You are viewing a plain text version of this content. The canonical link for it is here.
Posted to dev@logging.apache.org by Remko Popma <re...@gmail.com> on 2017/11/23 07:06:45 UTC
converting markdown links to html links
This took me a while to get right, so let me share it.
Below unix command can be used to replace the markdown links to HTML links
in a text file:
sed -i -e 's/\[\([^\]*\)\](\([^)]*\))/<a href="\2">\1<\/a>/g'
RELEASE-NOTES.md
Tricky points were that sed does not recognize the non-greedy qualifier, so
you need to do [^x]* to match _up to_ the next `x`.
Also round brackets are taken literally and capturing group brackets need
to be escaped (the opposite from what I expected).
Re: converting markdown links to html links
Posted by Ralph Goers <ra...@dslextreme.com>.
Those are.

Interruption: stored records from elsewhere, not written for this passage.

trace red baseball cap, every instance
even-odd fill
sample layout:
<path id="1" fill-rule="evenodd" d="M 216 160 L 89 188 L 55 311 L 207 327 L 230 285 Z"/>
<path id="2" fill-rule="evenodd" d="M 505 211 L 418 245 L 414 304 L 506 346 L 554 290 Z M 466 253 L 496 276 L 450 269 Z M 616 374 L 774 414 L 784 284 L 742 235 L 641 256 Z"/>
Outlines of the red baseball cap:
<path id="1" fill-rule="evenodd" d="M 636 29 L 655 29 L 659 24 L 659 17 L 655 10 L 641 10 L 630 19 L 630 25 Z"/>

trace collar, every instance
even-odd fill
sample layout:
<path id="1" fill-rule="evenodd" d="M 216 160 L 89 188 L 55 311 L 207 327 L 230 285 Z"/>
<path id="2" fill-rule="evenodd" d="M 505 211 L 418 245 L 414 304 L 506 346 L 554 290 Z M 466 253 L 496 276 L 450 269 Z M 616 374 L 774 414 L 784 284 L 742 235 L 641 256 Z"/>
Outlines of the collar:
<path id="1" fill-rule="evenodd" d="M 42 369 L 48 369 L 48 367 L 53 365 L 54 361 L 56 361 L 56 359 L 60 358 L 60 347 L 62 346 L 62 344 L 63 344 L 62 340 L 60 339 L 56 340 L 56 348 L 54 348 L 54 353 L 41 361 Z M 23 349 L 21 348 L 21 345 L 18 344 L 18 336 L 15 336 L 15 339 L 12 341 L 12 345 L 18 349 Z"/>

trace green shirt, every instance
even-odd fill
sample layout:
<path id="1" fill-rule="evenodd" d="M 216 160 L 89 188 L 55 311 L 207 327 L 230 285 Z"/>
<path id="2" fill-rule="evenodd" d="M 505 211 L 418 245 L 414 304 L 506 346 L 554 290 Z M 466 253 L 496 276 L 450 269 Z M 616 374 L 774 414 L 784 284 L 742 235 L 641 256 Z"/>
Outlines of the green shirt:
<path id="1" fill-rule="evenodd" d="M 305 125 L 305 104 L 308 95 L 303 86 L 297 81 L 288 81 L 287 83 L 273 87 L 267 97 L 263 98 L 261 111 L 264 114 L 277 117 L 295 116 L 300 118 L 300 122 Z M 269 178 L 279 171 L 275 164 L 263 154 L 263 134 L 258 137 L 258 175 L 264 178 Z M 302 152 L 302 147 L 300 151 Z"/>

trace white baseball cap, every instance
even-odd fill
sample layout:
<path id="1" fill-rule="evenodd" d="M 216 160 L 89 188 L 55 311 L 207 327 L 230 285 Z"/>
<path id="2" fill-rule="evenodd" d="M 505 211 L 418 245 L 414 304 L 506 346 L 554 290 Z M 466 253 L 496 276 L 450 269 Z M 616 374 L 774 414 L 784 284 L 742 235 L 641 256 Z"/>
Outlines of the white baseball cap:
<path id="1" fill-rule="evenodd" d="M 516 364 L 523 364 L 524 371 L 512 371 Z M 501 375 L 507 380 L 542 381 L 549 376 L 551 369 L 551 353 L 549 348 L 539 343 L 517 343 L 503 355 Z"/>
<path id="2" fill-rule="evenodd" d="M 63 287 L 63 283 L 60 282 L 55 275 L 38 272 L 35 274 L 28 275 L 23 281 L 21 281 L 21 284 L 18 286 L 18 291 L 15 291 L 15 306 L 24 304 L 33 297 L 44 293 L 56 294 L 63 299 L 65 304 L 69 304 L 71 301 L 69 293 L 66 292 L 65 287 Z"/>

I am going to hand-edit the announcement.
Ralph
> On Nov 23, 2017, at 1:06 AM, Remko Popma <re...@gmail.com> wrote:
>
> Really?
> Looking at announcement.vm they seem identical.
>
>
>
>> On Nov 23, 2017, at 16:59, Ralph Goers <ra...@dslextreme.com> wrote:
>>
>> Thanks, although the announcement is going to contain a bit more text than is in the release notes.
>>
>> Ralph
>>
>>> On Nov 23, 2017, at 12:06 AM, Remko Popma <re...@gmail.com> wrote:
>>>
>>> This took me a while to get right, so let me share it.
>>>
>>> Below unix command can be used to replace the markdown links to HTML links
>>> in a text file:
>>>
>>> sed -i -e 's/\[\([^\]*\)\](\([^)]*\))/<a href="\2">\1<\/a>/g'
>>> RELEASE-NOTES.md
>>>
>>> Tricky points were that sed does not recognize the non-greedy qualifier, so
>>> you need to do [^x]* to match _up to_ the next `x`.
>>> Also round brackets are taken literally and capturing group brackets need
>>> to be escaped (the opposite from what I expected).
>>
>>
>
Re: converting markdown links to html links
Posted by Remko Popma <re...@gmail.com>.
Really?
Looking at announcement.vm they seem identical.
> On Nov 23, 2017, at 16:59, Ralph Goers <ra...@dslextreme.com> wrote:
>
> Thanks, although the announcement is going to contain a bit more text than is in the release notes.
>
> Ralph
>
>> On Nov 23, 2017, at 12:06 AM, Remko Popma <re...@gmail.com> wrote:
>>
>> This took me a while to get right, so let me share it.
>>
>> Below unix command can be used to replace the markdown links to HTML links
>> in a text file:
>>
>> sed -i -e 's/\[\([^\]*\)\](\([^)]*\))/<a href="\2">\1<\/a>/g'
>> RELEASE-NOTES.md
>>
>> Tricky points were that sed does not recognize the non-greedy qualifier, so
>> you need to do [^x]* to match _up to_ the next `x`.
>> Also round brackets are taken literally and capturing group brackets need
>> to be escaped (the opposite from what I expected).
>
>
Re: converting markdown links to html links
Posted by Ralph Goers <ra...@dslextreme.com>.
Thanks, although the announcement is going to contain a bit more text than is in the release notes.
Ralph
> On Nov 23, 2017, at 12:06 AM, Remko Popma <re...@gmail.com> wrote:
>
> This took me a while to get right, so let me share it.
>
> Below unix command can be used to replace the markdown links to HTML links
> in a text file:
>
> sed -i -e 's/\[\([^\]*\)\](\([^)]*\))/<a href="\2">\1<\/a>/g'
> RELEASE-NOTES.md
>
> Tricky points were that sed does not recognize the non-greedy qualifier, so
> you need to do [^x]* to match _up to_ the next `x`.
> Also round brackets are taken literally and capturing group brackets need
> to be escaped (the opposite from what I expected).